S. ist wegen eines Verstoßes gegen das Verbotsgesetz angeklagt. Er hat - nach dem rechtskräftigen Urteil - am 21. Mai 2016 am Wiener Praterstern vor Polizisten die Hand zum Hitlergruß gehoben, die Habt-Acht-Stellung bezogen und laut "Heil Hitler!" gerufen. Von einer "blöden Provokation" spricht sein Verteidiger Matthias Cernusca. Das Äußere, die objektive Tathandlung - den Hitlergruß -, habe sein Mandant verwirklicht. Doch es mangle am Vorsatz: Herr S. wollte durch diese Handlung nicht etwa Propaganda für die NSDAP machen, so Cernusca. Daher sei das Verhalten seines Mandanten zwar "moralisch verwerflich", aber nicht strafbar.

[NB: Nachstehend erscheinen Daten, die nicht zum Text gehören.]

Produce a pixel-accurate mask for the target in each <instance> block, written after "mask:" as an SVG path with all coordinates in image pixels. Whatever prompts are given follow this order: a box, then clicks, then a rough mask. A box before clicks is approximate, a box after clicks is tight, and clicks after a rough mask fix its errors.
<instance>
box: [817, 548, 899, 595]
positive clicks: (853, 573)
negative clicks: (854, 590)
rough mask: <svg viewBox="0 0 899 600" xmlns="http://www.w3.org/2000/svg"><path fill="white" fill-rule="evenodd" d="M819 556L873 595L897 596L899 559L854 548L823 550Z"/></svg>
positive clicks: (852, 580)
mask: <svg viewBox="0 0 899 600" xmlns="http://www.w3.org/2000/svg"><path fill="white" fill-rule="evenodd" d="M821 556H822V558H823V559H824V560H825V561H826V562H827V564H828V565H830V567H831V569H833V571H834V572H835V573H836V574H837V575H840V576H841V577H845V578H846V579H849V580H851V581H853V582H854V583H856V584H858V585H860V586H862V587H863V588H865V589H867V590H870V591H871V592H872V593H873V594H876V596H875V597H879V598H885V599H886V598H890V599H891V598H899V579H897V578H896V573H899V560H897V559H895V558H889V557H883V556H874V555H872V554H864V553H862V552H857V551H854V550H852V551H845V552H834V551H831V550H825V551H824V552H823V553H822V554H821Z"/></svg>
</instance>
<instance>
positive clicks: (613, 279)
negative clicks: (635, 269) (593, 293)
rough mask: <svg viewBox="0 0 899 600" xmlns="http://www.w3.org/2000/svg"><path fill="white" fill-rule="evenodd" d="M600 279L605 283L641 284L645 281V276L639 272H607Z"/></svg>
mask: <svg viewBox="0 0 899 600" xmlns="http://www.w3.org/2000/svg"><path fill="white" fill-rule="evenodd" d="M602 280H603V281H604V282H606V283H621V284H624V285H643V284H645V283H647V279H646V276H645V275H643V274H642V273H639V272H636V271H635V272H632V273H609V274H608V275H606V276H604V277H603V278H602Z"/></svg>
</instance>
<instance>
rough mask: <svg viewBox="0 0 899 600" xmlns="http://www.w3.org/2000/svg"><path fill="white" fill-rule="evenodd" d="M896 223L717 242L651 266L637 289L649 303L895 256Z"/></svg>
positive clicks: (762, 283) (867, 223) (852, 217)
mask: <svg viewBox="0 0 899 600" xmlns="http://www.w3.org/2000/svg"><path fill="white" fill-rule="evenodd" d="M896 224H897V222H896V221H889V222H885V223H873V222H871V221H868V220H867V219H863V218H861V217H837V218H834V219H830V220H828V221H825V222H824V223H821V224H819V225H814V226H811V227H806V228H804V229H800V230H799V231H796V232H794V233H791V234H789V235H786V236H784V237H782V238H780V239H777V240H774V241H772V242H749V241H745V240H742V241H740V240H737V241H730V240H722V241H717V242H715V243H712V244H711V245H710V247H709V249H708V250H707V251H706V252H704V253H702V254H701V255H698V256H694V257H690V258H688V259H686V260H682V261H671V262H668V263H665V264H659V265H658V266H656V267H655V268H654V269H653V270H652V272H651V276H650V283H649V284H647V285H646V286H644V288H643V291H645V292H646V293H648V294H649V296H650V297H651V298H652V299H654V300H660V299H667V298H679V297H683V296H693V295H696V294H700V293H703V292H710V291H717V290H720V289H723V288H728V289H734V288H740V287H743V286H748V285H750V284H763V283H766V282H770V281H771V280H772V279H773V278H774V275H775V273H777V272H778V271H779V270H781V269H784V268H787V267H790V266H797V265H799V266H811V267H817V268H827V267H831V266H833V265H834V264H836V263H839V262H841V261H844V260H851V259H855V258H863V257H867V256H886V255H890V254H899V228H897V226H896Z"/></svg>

Er sei betrunken gewesen und habe etwas essen gehen wollen, schildert der wortkarge S.. Vor der Bahnhofshalle am Praterstern sei er gestanden. Polizisten hätten ihn beobachtet. Das habe ihn gestört. Erst auf Nachfrage der Richterin gibt er zu, den Hitlergruß gemacht und "Heil Hitler!" gerufen zu haben. Er habe provozieren wollen. Über Hitler wisse er nur, dass dieser etwas Negatives gemacht habe. Auf andere Fragen antwortet S. gar nicht. Erst nach und nach wird der unberechenbare S. etwas berechenbarer, seine unverständlichen Antworten etwas verständlicher.
Der Angeklagte sei so wortkarg, da er "massiv ängstlich" sei und nur "wenig Ausdrucksmöglichkeiten" habe, erklärt die Ärztin und Gerichtsgutachterin Sigrun Roßmanith. Sie hat S. untersucht. Schuldausschließungsgründe würden keine vorliegen: "Er weiß, was gut und böse und der Hitlergruß ist." Aber: S. habe nur einen "geringen Verstand". "Die Stimme der Vernunft ist schon im nüchternen Zustand sehr leise." Im alkoholisierten Zustand wolle sich S. in "Szene setzen", sich mächtig fühlen.
Auch offenbart sich, dass S. einen schwierigen Lebensweg zu gehen hatte. Im Alter von 15 war er stationär auf der Psychiatrie untergebracht. Mit 16 verbrannte er sich bei einem Unfall an den Beinen. Als Kind stürzte er aus dem Fenster. Er kam bei Pflegeeltern unter, mit denen er sich zerstritt. Seine Ehe scheiterte. Herr S. - ein Mann mittleren Alters - ist wegen seiner körperlichen und geistigen Beschwerden zu 50 Prozent behindert. Er bezieht eine Pension. Seine einzige Stütze ist ein Pfarrer, der sich um ihn kümmert.
"Die Sache ist so klar, doch die Entscheidung nicht so leicht", fasst der Staatsanwalt zusammen. Leicht dürften sich die Geschworenen die Entscheidung tatsächlich nicht gemacht haben - sie beraten sich eine knappe Stunde. Schließlich fällt ihr Urteil aber einstimmig aus: S. ist schuldig. Er erhält eine einjährige, bedingte Freiheitsstrafe unter Setzung einer Probezeit von drei Jahren. Es ist die mildestmögliche Strafe bei einem Strafrahmen von einem bis zu zehn Jahren. Das Urteil ist bereits rechtskräftig.